Вдоль стены на скамье сидело еще полдюжины жаждущих очищения местных жителей, вернувшихся кто с гор, кто из пустыни.
— Присаживайтесь, — поднял глаза один из парикмахеров.
— Присяду, не сомневайся, — бросил мистер Джеймс Мэлоун, наводя дуло пистолета на ближайшее к дверям кресло. — Выметайся, любезный, а то прошью тебя вместе с обивкой.
В глазах посетителя, над пенной маской, вспыхнуло удивление, которое сменилось гневом, а потом предчувствием беды.

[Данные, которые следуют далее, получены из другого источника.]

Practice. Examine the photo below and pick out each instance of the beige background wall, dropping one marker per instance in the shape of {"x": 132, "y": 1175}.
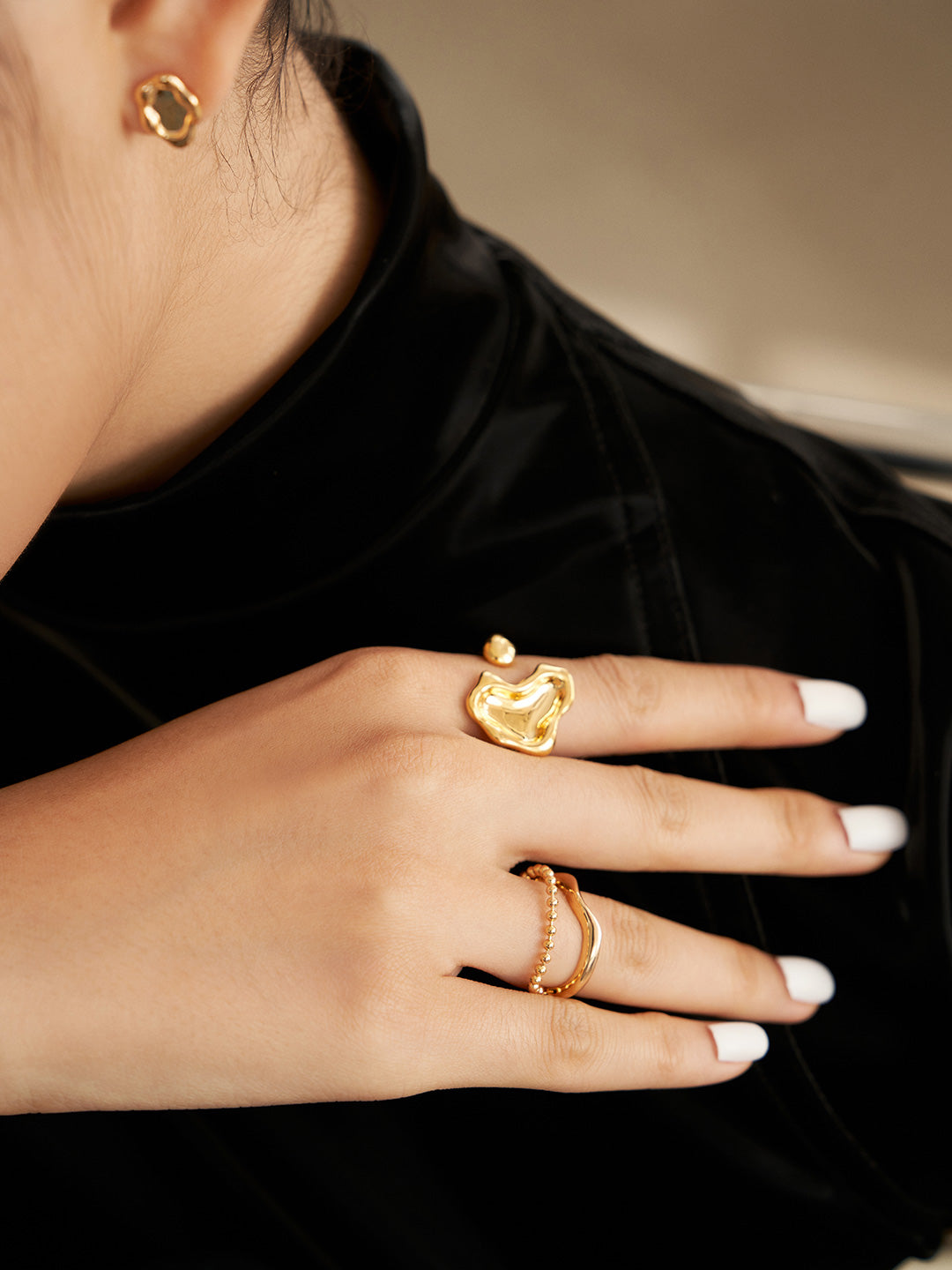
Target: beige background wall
{"x": 761, "y": 187}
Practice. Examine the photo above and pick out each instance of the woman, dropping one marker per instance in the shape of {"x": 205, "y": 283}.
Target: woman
{"x": 291, "y": 421}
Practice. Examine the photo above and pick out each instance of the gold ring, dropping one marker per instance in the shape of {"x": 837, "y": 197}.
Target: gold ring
{"x": 522, "y": 715}
{"x": 591, "y": 932}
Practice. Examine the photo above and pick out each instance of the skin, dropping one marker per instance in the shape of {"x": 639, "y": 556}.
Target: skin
{"x": 240, "y": 907}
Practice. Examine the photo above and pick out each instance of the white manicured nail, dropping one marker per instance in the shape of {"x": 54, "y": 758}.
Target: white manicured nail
{"x": 739, "y": 1042}
{"x": 829, "y": 704}
{"x": 874, "y": 828}
{"x": 807, "y": 981}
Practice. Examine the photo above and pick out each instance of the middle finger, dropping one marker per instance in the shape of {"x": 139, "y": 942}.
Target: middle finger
{"x": 632, "y": 818}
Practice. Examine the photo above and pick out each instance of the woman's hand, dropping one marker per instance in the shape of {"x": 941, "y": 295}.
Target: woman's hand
{"x": 270, "y": 900}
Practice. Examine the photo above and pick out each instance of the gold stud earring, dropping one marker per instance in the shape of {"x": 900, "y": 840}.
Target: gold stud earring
{"x": 167, "y": 109}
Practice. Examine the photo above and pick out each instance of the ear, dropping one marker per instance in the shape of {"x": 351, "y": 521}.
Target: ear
{"x": 201, "y": 41}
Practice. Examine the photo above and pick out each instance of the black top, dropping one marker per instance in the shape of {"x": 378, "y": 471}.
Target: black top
{"x": 467, "y": 450}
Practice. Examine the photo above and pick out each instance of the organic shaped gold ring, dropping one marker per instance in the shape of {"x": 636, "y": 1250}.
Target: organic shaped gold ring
{"x": 522, "y": 715}
{"x": 591, "y": 932}
{"x": 167, "y": 109}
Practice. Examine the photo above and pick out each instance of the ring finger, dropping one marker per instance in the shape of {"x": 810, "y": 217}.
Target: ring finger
{"x": 646, "y": 960}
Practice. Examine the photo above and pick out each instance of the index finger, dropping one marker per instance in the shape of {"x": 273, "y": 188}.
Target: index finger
{"x": 645, "y": 704}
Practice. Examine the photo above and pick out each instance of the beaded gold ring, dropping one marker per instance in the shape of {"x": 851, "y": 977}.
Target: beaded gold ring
{"x": 591, "y": 932}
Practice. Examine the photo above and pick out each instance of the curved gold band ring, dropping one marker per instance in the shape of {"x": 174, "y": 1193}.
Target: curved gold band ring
{"x": 591, "y": 932}
{"x": 522, "y": 715}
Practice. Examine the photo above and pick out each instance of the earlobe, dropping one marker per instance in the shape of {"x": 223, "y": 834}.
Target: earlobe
{"x": 183, "y": 57}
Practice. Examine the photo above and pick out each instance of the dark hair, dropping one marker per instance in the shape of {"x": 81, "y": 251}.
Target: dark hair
{"x": 286, "y": 26}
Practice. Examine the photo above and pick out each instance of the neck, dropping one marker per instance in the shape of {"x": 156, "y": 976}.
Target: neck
{"x": 242, "y": 303}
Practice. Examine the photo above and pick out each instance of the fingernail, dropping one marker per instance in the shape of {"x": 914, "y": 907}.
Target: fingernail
{"x": 829, "y": 704}
{"x": 807, "y": 981}
{"x": 874, "y": 828}
{"x": 739, "y": 1042}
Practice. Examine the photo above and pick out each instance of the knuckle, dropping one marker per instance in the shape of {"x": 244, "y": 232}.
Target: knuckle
{"x": 795, "y": 819}
{"x": 415, "y": 765}
{"x": 569, "y": 1050}
{"x": 395, "y": 667}
{"x": 664, "y": 1048}
{"x": 746, "y": 975}
{"x": 629, "y": 686}
{"x": 661, "y": 804}
{"x": 636, "y": 946}
{"x": 750, "y": 691}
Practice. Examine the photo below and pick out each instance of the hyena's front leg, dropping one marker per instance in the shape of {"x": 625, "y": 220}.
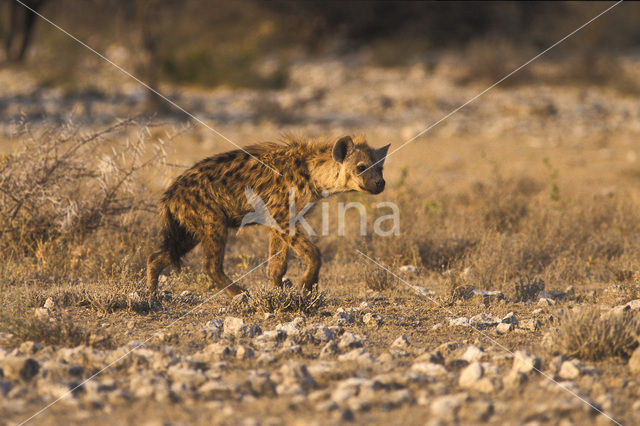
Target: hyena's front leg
{"x": 310, "y": 255}
{"x": 278, "y": 249}
{"x": 155, "y": 264}
{"x": 213, "y": 245}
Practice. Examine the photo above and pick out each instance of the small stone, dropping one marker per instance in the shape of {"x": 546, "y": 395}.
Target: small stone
{"x": 244, "y": 352}
{"x": 546, "y": 301}
{"x": 220, "y": 350}
{"x": 473, "y": 353}
{"x": 510, "y": 318}
{"x": 266, "y": 358}
{"x": 446, "y": 407}
{"x": 30, "y": 348}
{"x": 236, "y": 327}
{"x": 290, "y": 347}
{"x": 372, "y": 320}
{"x": 350, "y": 340}
{"x": 212, "y": 329}
{"x": 233, "y": 325}
{"x": 295, "y": 373}
{"x": 401, "y": 342}
{"x": 524, "y": 362}
{"x": 471, "y": 375}
{"x": 434, "y": 357}
{"x": 360, "y": 355}
{"x": 321, "y": 333}
{"x": 483, "y": 320}
{"x": 570, "y": 370}
{"x": 408, "y": 268}
{"x": 42, "y": 314}
{"x": 293, "y": 328}
{"x": 459, "y": 322}
{"x": 532, "y": 324}
{"x": 504, "y": 328}
{"x": 514, "y": 379}
{"x": 634, "y": 361}
{"x": 329, "y": 349}
{"x": 429, "y": 369}
{"x": 19, "y": 368}
{"x": 448, "y": 348}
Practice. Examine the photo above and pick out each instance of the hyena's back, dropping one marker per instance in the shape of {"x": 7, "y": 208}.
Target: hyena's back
{"x": 211, "y": 197}
{"x": 212, "y": 192}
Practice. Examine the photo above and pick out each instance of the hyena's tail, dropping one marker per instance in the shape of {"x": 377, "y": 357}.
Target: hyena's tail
{"x": 176, "y": 239}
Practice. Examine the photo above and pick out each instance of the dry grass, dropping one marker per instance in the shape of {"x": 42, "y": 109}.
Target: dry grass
{"x": 61, "y": 331}
{"x": 279, "y": 300}
{"x": 591, "y": 334}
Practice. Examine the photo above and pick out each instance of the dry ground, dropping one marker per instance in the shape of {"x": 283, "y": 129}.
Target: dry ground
{"x": 531, "y": 191}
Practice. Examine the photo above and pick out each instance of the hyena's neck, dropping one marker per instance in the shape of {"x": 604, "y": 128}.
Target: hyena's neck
{"x": 324, "y": 172}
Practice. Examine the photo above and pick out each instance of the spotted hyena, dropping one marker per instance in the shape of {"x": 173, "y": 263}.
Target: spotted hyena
{"x": 209, "y": 198}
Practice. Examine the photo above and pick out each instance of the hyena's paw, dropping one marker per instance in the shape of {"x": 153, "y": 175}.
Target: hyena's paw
{"x": 234, "y": 290}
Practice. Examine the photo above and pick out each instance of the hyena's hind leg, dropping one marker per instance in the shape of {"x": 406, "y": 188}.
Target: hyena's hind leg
{"x": 310, "y": 255}
{"x": 213, "y": 245}
{"x": 278, "y": 249}
{"x": 160, "y": 259}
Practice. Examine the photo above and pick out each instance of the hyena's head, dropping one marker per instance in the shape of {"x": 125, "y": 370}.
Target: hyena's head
{"x": 361, "y": 165}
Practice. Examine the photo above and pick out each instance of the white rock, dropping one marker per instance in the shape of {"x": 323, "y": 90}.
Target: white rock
{"x": 546, "y": 301}
{"x": 483, "y": 320}
{"x": 524, "y": 362}
{"x": 42, "y": 314}
{"x": 372, "y": 319}
{"x": 359, "y": 355}
{"x": 570, "y": 370}
{"x": 470, "y": 375}
{"x": 22, "y": 368}
{"x": 429, "y": 369}
{"x": 401, "y": 342}
{"x": 473, "y": 353}
{"x": 329, "y": 349}
{"x": 233, "y": 325}
{"x": 446, "y": 407}
{"x": 321, "y": 333}
{"x": 212, "y": 329}
{"x": 459, "y": 322}
{"x": 510, "y": 318}
{"x": 504, "y": 328}
{"x": 350, "y": 340}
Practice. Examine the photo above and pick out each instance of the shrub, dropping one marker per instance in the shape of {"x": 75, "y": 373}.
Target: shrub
{"x": 61, "y": 185}
{"x": 593, "y": 335}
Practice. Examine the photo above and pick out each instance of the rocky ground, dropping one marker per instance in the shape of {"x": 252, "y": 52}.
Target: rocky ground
{"x": 466, "y": 355}
{"x": 389, "y": 358}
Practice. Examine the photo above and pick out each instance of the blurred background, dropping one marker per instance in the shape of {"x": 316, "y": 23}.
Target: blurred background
{"x": 188, "y": 47}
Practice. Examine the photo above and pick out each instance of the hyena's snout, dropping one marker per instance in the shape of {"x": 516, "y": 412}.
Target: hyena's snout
{"x": 375, "y": 186}
{"x": 379, "y": 186}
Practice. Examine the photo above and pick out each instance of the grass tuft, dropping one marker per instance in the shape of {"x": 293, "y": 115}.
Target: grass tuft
{"x": 590, "y": 334}
{"x": 279, "y": 300}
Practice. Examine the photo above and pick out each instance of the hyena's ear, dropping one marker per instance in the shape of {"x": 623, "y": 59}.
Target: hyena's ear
{"x": 342, "y": 148}
{"x": 380, "y": 154}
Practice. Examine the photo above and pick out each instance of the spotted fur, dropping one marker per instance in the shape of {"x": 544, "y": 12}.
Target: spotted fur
{"x": 209, "y": 198}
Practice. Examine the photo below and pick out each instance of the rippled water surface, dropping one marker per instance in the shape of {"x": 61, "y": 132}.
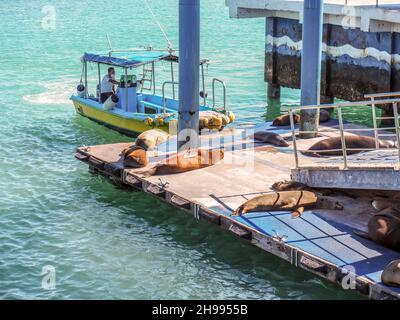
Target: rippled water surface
{"x": 104, "y": 242}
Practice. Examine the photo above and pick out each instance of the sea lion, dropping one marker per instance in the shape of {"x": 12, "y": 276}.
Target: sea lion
{"x": 384, "y": 229}
{"x": 284, "y": 120}
{"x": 382, "y": 204}
{"x": 150, "y": 139}
{"x": 135, "y": 157}
{"x": 298, "y": 201}
{"x": 352, "y": 142}
{"x": 183, "y": 162}
{"x": 290, "y": 186}
{"x": 324, "y": 116}
{"x": 271, "y": 138}
{"x": 391, "y": 274}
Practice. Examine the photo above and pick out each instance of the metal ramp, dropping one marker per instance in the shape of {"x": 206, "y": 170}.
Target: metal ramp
{"x": 373, "y": 169}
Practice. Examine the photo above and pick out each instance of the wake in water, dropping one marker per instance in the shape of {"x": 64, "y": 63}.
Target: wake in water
{"x": 54, "y": 93}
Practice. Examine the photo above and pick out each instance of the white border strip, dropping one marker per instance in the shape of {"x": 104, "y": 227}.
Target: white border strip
{"x": 337, "y": 51}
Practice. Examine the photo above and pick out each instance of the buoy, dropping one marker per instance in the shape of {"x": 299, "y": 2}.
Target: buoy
{"x": 80, "y": 90}
{"x": 149, "y": 121}
{"x": 111, "y": 102}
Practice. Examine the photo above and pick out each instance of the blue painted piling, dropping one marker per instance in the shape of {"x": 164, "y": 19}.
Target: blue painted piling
{"x": 313, "y": 18}
{"x": 189, "y": 73}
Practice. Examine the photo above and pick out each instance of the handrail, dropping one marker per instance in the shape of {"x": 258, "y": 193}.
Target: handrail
{"x": 382, "y": 95}
{"x": 224, "y": 89}
{"x": 342, "y": 130}
{"x": 173, "y": 83}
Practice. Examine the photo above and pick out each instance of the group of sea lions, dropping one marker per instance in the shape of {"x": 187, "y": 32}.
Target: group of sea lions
{"x": 296, "y": 201}
{"x": 136, "y": 156}
{"x": 326, "y": 147}
{"x": 384, "y": 229}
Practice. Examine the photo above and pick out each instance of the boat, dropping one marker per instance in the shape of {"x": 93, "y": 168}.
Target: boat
{"x": 137, "y": 105}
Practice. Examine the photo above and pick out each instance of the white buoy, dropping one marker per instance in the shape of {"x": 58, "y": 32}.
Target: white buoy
{"x": 111, "y": 102}
{"x": 80, "y": 90}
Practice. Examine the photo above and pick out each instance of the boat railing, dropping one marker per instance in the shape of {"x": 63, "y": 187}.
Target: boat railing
{"x": 214, "y": 81}
{"x": 173, "y": 84}
{"x": 344, "y": 127}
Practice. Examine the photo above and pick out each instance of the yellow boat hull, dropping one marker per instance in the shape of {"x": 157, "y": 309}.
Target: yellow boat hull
{"x": 127, "y": 126}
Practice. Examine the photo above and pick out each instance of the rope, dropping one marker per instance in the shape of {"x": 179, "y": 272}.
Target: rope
{"x": 170, "y": 48}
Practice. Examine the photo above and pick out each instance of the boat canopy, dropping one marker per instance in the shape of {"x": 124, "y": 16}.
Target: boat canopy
{"x": 128, "y": 59}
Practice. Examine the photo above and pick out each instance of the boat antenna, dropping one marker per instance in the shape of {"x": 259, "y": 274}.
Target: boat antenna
{"x": 109, "y": 42}
{"x": 170, "y": 47}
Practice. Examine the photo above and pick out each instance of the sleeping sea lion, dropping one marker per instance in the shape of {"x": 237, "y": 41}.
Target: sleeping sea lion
{"x": 284, "y": 120}
{"x": 382, "y": 204}
{"x": 135, "y": 157}
{"x": 290, "y": 186}
{"x": 391, "y": 274}
{"x": 150, "y": 139}
{"x": 384, "y": 229}
{"x": 298, "y": 201}
{"x": 271, "y": 138}
{"x": 352, "y": 142}
{"x": 183, "y": 162}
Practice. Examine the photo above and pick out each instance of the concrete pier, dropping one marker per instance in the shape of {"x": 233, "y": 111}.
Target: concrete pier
{"x": 361, "y": 44}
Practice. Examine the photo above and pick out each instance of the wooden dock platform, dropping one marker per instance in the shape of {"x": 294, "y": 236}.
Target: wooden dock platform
{"x": 321, "y": 241}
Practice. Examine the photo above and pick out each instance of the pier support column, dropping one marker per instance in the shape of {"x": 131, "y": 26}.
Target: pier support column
{"x": 189, "y": 74}
{"x": 274, "y": 91}
{"x": 311, "y": 64}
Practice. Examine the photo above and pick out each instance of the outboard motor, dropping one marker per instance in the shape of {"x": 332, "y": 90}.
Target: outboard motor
{"x": 111, "y": 102}
{"x": 80, "y": 90}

Помедлив, он не без труда выбрался из кресла, вытер простыней намыленный подбородок, швырнул простыню на пол и примостился на самом краешке скамьи.
Джеймс Мэлоун фыркнул, хохотнул, плюхнулся в черное кожаное кресло и поднял пистолеты.
— Я ждать не буду, — заявил он всем и никому. Его взгляд скользнул над головами и зацепил потолок. — Кто умеет жить, тот никогда не ждет. Так и знайте!
Посетители уставились в пол. Парикмахер, прочистив горло, набросил на Джеймса Мэлоуна свежую простыню. Под ней торчали пистолеты, как пара белых островерхих шатров. Для острастки Мэлоун постучал рукоятью о рукоять и вернул пистолеты в прежнее положение.
— Работай, — приказал он парикмахеру, не глядя в его сторону. — Сперва побриться, а то вся морда чешется, потом постричься. А вы, охламоны, справа налево, готовьтесь байки травить. Да чтоб не занудно было. Веселите меня, пока цирюльник тут хлопочет. Давненько меня никто не веселил. Вот ты, крайний, начинай.
Горожанин, выдернутый из уютного кресла, мало-помалу опомнился, вытаращил глаза и с трудом заговорил, как после удара в челюсть.
— Знавал я одного типа… — выдавил он, бледнея. — Так вот, стало быть…
Не обращая на него внимания, Джеймс Мэлоун обратился к парикмахеру.
— Эй, ты, бритье обеспечь по высшему разряду. Кожа у меня нежная, и сам я парень видный, если щетину сбрить, — просто долго по горам таскался, а золотишка так и не намыл, потому сегодня и не в духе. Заруби себе на носу: порежешь — убью. Выступит на физиономии хоть капелька крови — всажу в тебя пулю. Усек?
Брадобрей молча кивнул. В парикмахерской стало тихо. Никто не смеялся и не травил байки.
— Чтобы ни кровинки, ни царапины, понял? — повторил Джеймс Мэлоун. — А то спать тебе на полу вечным сном.
— Я семейный человек, — произнес парикмахер.
— Да хоть мормон с шестью женами и выводком мелюзги. Одна царапина — и тебе конец.
— Детишек у меня двое, — сказал парикмахер. — Дочка и сын.
— А мне плевать, — оборвал Мэлоун, устроившись поудобнее и закрыв глаза. — Поехали.
Парикмахер подготовил горячие салфетки и принялся накладывать их на лицо Джеймсу Мэлоуну; тот ругался и вскрикивал, размахивая пистолетами под простыней. Когда горячие салфетки были сняты, а щетину стала покрывать горячая пена, Джеймс Мэлоун все еще продолжал сыпать проклятьями и угрозами, а побледневшие посетители, которых он держал на мушке, боялись шевельнуться. Трое других парикмахеров стояли как истуканы за спинками кресел; несмотря на летнюю жару, в помещении стало холодно.
— Почему ничего не слышу? — рявкнул Джеймс Мэлоун. — Не можете травить байки — будете петь. А ну, заводи «Клементину» в четыре глотки! Кому сказано? Повторять не стану.
Парикмахер трясущейся рукой правил бритву.
— Мистер Мэлоун, — осмелился он обратиться к клиенту.
— Заткнись и работай. — Мэлоун запрокинул голову и скривился.
Парикмахер еще немного поводил бритвой по ремню и окинул взглядом присутствующих. Потом кашлянул и спросил:
— Все слышали, что говорил мистер Мэлоун?